CARE homes groups will have been delighted yesterday at the Competition and Markets Authority’s argument that they should receive at least £200 million more per year from local authorities. But they should not be as pleased at another key element of the report – the emphasis on the the resident as consumer.
Taken to its logical conclusion, yesterday’s report has opened the door to care home residents and local authorities refusing to pay for poor care – or possibly, as OLM has previously argued, care home owners being financially penalised for providing inadequate services.

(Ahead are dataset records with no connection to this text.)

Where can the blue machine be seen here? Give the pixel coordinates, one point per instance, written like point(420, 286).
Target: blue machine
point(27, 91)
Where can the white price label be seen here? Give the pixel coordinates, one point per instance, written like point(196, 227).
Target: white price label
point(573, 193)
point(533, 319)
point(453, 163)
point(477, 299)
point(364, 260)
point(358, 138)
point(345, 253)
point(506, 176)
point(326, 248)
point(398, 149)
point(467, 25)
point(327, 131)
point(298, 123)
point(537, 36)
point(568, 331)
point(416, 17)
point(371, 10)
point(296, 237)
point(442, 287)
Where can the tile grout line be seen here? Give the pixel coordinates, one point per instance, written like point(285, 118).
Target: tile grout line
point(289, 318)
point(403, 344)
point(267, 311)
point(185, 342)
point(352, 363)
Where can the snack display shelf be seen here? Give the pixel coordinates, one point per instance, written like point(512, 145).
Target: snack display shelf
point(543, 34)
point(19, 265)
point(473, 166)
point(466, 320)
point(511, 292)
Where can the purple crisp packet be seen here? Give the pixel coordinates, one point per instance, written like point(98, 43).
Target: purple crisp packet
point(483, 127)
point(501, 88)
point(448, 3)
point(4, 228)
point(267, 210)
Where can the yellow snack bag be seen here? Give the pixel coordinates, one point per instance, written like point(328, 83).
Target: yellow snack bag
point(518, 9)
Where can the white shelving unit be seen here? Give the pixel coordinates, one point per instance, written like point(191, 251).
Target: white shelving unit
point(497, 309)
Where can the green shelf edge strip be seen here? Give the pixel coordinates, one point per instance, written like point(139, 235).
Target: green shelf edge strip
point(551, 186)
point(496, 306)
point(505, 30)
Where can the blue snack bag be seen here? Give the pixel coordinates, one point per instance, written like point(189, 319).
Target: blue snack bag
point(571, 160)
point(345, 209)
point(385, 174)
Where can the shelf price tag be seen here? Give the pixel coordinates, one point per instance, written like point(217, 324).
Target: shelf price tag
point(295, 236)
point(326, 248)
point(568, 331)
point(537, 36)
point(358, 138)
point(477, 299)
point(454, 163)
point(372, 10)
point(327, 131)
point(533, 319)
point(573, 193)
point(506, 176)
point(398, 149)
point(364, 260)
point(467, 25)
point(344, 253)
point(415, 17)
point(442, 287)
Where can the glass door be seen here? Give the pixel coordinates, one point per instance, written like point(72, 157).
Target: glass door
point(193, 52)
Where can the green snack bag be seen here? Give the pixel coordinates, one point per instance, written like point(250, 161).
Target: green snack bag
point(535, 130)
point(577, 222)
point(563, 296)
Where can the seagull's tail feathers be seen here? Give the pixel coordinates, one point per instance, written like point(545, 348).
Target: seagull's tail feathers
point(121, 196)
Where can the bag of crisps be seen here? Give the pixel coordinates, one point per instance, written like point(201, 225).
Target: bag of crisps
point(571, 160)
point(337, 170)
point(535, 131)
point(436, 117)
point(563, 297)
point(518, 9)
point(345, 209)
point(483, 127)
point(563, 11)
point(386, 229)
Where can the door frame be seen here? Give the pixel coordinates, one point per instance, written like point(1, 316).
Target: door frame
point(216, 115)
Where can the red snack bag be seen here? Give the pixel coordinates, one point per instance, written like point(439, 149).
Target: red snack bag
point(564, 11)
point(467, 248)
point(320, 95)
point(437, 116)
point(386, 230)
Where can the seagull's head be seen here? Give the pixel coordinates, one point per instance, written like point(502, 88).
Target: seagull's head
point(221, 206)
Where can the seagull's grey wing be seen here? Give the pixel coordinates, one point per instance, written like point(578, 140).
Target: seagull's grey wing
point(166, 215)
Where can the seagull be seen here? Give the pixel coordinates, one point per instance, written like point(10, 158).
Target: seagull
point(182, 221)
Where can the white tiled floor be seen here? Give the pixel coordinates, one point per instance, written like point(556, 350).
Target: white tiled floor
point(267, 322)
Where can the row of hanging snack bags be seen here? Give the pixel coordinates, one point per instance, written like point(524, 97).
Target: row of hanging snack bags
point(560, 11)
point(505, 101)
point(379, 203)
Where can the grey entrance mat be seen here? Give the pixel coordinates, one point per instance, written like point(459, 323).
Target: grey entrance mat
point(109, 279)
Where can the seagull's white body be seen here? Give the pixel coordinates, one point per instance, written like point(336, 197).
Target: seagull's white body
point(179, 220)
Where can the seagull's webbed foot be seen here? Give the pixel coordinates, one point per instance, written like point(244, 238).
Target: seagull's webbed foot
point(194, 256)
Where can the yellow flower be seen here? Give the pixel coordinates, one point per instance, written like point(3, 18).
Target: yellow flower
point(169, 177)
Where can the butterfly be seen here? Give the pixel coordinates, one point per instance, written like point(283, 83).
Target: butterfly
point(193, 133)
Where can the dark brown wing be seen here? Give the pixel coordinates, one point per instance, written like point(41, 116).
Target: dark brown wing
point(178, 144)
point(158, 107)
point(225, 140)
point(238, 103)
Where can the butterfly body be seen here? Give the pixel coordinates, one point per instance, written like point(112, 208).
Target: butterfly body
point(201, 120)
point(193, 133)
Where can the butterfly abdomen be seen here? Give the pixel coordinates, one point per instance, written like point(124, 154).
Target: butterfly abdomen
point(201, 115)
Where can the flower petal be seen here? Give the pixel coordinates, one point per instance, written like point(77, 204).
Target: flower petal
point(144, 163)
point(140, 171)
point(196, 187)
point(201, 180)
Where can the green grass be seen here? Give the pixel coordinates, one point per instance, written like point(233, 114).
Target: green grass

Looking at the report in detail, the CMA emphasises the consumer rights of the care home resident. And, according to the Citizens Advice Bureau, a consumer who has received poor service, can approach the provider in this way:
‘If you agreed the work before 1 October 2015, The Supply of Goods and Services Act 1982 says that reasonable care and skill must be used when providing a service.’
The CRB says, you can tell your supplier: ‘In my opinion, you did not use reasonable care and skill when you provided this service. I want you to fix the problem/give me a price reduction.’
It continues: ‘If you agreed the work on or after 1 October 2015, you can say: “The Consumer Rights Act 2015 says that services must be provided with reasonable care and skill. In my opinion, you did not use reasonable care and skill when you provided this service. I want you to fix the problem/give me a price reduction.”’
Obviously, in terms of care, if an individual is in receipt of care which is demonstrably substandard – and not what they paid for – then they, as a consumer, should be entitled to a discount for the period when it was substandard and continues to be substandard. In the case of some care homes, this could be a very long time.
This is not just a fanciful idea. In the United States, precisely this argument has been used legally to force care home owners to provide a decent service and extract millions in compensation from groups which have provided poor care.
Coming to a court room near here? Let’s hope so.